At least 10 retailers, including apparel seller Limited Stores, electronics chain Hhgregg and sporting goods chain Gander Mountain, have filed for bankruptcy protection so far this year. That compares with nine retailers that declared bankruptcy, with at least $US50 million ($66m) liabilities, for all of 2016.

The seeds of the industry’s current turmoil date back nearly three decades, when retailers, in the throes of a consumer buying spree and flush with easy money, rushed to open new stores. The land grab wasn’t unlike the housing boom that was also under way at that time.

“Thousands of new doors opened and rents soared,” Richard Hayne, chief executive of Urban Outfitters, told analysts last month. “This created a bubble, and like housing, that bubble has now burst.”

The over-storing, including the influx of fast-fashion and off-price chains, resulted in a brutally competitive landscape that made it difficult for retailers to raise prices. “A pair of men’s dress pants costs less today than they did a decade ago,” Manny Chirico, chief executive of Calvin Klein and Tommy Hilfiger parent PVH, said recently.

As retailers rushed to expand their physical footprint, the internet was gearing up to do to apparel companies what it had already done to booksellers: sap profits and eliminate what little pricing power these chains commanded.

Despite the view that shoppers prefer to try on clothing in physical stores, apparel and accessories are expected this year to overtake computers and consumer electronics as the largest e-commerce category as a percentage of total online sales, according to eMarketer.

Helena Cawley, 37, said she used to be a “diehard” department-store shopper. But with two small children, the Manhattan entrepreneur doesn’t have time to visit physical stores the way she once did. “I buy much more online now,” she said. “With free returns and free shipping, it’s so easy.”

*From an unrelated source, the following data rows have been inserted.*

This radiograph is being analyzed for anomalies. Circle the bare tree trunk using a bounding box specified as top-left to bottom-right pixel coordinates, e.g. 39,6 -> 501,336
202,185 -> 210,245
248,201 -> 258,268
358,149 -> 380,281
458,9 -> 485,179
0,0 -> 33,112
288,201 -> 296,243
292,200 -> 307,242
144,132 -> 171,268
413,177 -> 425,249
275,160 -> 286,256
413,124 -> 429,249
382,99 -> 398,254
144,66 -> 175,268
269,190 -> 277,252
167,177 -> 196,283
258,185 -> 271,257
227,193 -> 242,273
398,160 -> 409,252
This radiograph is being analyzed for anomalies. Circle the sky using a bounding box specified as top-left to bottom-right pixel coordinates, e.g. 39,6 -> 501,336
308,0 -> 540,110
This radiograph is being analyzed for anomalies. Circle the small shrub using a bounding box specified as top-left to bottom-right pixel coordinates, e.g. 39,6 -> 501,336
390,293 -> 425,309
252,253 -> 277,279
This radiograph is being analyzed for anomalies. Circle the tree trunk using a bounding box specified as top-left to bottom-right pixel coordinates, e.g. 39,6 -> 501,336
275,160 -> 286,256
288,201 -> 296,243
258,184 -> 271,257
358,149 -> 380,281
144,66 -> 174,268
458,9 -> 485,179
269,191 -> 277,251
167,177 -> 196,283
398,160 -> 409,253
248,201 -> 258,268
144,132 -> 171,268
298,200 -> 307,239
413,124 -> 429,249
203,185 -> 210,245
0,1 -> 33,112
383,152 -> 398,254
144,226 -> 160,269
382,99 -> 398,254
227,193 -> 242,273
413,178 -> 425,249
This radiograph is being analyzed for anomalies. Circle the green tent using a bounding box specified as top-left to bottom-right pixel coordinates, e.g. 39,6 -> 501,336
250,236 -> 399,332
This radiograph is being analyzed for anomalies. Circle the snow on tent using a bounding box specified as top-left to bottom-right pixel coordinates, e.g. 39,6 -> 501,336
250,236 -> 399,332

But that shift has come at a high cost to retailers. It is less profitable to do business online than in a brick-and-mortar store, largely due to the higher shipping, customer acquisition and technology costs of the digital world. Retail margins on average fell to 9 per cent last year from 10.5 per cent in 2012, according to consulting firm AlixPartners.

Over that period, e-commerce sales increased to 15.5 per cent of total sales from 10. per cent.

The internet has also made it easier for consumers to comparison shop, thereby erasing any pricing leverage retailers may have had. “The internet has acted as the great price equaliser,” said Joel Bines, the co-head of Alix’s retail practice.

To be sure, retailing has gone through shake-outs before, whether it was the superstores such as Wal-Mart Stores, Target and Kmart that killed mom-and-pop shops, or category killers like Barnes & Noble and Toys “R” Us that did the same to smaller booksellers and toy chains.

And even today, there are chains that continue to grow, such as off-price retailer TJX, which is opening hundreds of stores under its Marshalls, T.J. Maxx and HomeGoods banners, as it steals market share from Macy’s and other department stores.

“This is not the end of retailing as we know it,” Mr Bines said. “People are not going to stop going to stores.”

Others have given up waiting for a recovery that seems always out of reach and are settling into what appears to be the new normal. “We’re planning as if the environment is not going to improve,” Jerry Storch, chief executive of Saks Fifth Avenue and Lord & Taylor parent Hudson’s Bay, told analysts earlier this month.